The boats were never fully ravaged—not by flames, not by salvage expeditions, not by the water itself. In the shallows, the wooden hulls languished, like the sun-bleached bones of a washed-up cetacean. And, in death, they found a new kind of quiet fame.
Over the decades, they’ve become nesting grounds for osprey and red-winged blackbirds, and an appealing attraction for kayakers with a hankering for maritime history. The wrecks’ educational and ecological value factor prominently in the sanctuary nomination that then-Maryland Governor Martin O’Malley submitted to the National Oceanic and Atmospheric Administration (NOAA) in 2014. (That proposal stalled out at the time, partly because some locals who make their living on the water pushed back, citing fears about restrictions on fishing and other industries.)
It’s not quite a done deal yet. Though the designation was announced and entered into the federal register on July 8, 2019, it won’t take effect until a 45-day congressional review period expires. Barring a government shutdown, or the designation being attached to an unpopular bill, “we don’t anticipate problems,” says Susan Langley, the state underwater archaeologist with the Maryland Historical Trust, who advocated for the designation. Still, she’s “not popping any corks until November 22.”
Assuming all goes according to plan, the site will be jointly managed by NOAA, the state of Maryland, and Charles County. There are more than a dozen Marine Sanctuaries in the U.S., and regulations vary from one to another. At Mallows Bay, the designation won’t affect visitor access, says Paul Orlando, NOAA’s Chesapeake Bay regional coordinator. People will still be able to fish and kayak, and to appreciate the skeletal shapes in the wind-whipped winter, the young animals that emerge in the spring, and the riotous foliage come fall.

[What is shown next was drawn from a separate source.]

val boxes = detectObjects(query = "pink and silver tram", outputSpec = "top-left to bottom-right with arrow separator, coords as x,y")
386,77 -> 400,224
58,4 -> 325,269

Advocates say that the designation is a way of boosting historical, educational, and scientific awareness about the site, and could potentially lead to numerous economic gains—an influx of students, buy-in from adventure companies, and jobs that could be a boon to the local economy.
Another big goal of the designation, Langley says, is managing the safety of both the visitors and the wrecks they trek to see. She wants to curb the chance of people “loving [the wrecks] to death,” clambering on top of the slick, fragile wood, or shoving against it with their paddles. The hope is that the Marine Sanctuary recognition will infuse the site with the “don’t break it, don’t take it” ethos, further discouraging divers or paddlers from nabbing parts of the hulls as souvenirs.
Whatever the designation will come to mean for the nearby communities, it will mean something for the dead boats too: a peaceful and protected slumber in their watery graves.
* Correction: This story was updated to reflect the correct timing of the Atlanta Constitution quote.